For the first time, a segment on environment has been introduced that makes sure the three nations do not lower their levels of environmental protection laws to attract trade or investment.
- Intellectual property & Digital rights
The treaty extends copyright terms to 70 years beyond the life of the author, up from 50 years currently. Other provisions include ways to deal with the digital economy such as prohibiting duties music and e-books and protecting internet companies.
- The Sunset Clause
Under this clause, the deal must be reviewed every six years, during which the parties can choose to extend the terms of the agreement for 16 years.
- Trade Tariffs
The updated trade pact continues to eliminate most tariffs, making trade duty-free. New provisions facilitate free flow of goods and improve technical barriers for Canadian exports within the CUSMA region. Canada now has “de minimis thresholds” for express courier import shipments of C$ 150 for duties, and C$ 40 for taxes “at the point or time of importation”.
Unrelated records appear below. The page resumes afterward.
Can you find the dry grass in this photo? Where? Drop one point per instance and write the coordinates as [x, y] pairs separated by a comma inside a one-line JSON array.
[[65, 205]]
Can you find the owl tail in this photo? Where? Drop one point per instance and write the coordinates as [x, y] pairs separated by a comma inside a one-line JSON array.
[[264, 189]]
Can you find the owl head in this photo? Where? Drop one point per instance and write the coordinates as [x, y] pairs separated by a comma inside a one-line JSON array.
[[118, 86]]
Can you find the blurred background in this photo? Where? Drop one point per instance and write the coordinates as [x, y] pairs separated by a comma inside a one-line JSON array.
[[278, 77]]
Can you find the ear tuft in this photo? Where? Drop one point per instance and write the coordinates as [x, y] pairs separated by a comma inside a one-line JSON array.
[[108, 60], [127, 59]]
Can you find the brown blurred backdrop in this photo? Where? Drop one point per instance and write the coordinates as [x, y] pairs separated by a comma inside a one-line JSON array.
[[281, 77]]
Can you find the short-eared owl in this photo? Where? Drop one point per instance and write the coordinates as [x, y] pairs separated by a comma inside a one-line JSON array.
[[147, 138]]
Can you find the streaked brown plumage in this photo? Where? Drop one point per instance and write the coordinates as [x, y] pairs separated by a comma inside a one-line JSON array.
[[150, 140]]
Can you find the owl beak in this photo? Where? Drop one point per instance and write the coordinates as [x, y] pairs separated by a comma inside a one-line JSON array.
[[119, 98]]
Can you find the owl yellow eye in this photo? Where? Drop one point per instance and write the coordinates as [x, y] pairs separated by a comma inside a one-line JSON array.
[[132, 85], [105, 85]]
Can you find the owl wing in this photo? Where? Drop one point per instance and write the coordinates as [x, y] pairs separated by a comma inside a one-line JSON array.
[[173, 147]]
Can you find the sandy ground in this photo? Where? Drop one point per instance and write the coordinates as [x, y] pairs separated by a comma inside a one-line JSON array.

- Labor & Dispute Settlement
A three-member labor panel has been formed to address labor violations in a time-bound manner. The CUSMA will also focus on quick and transparent expedition of state-to-state dispute settlement process.
- Gender, Culture & Indigeneity
To ensure gender equality and women’s economic empowerment, provisions under CUSMA ensures no employment discrimination is based on gender. The updated agreement ensures the country’s cultural diversity and unique identity is maintained, and protects over 660,000 Canadians working in industries such as publications, broadcasting, film, music, books and so on. Canada also retained the policy flexibility for indigenous peoples and their businesses.
NAFTA 2.0 has evoked severe reactions in Canada, with many lawmakers expressing concerns over provisions that allow US veto rights on future Canadian trade pacts with other nations.
Questions were also raised on the safety and quality of these American dairy products, with dairy farmers pointing at Canada’s gold standards in the world in the industry. Currently imported milk must meet Canadian health and safety standards. However, there is no such requirement for farms, leading for many in the industry to question the use of genetically engineered hormone that increases milk production in cows in US dairy farms.
Canada’s dairy industry has also claimed it may end up losing C$ 100 million because of CUSMA.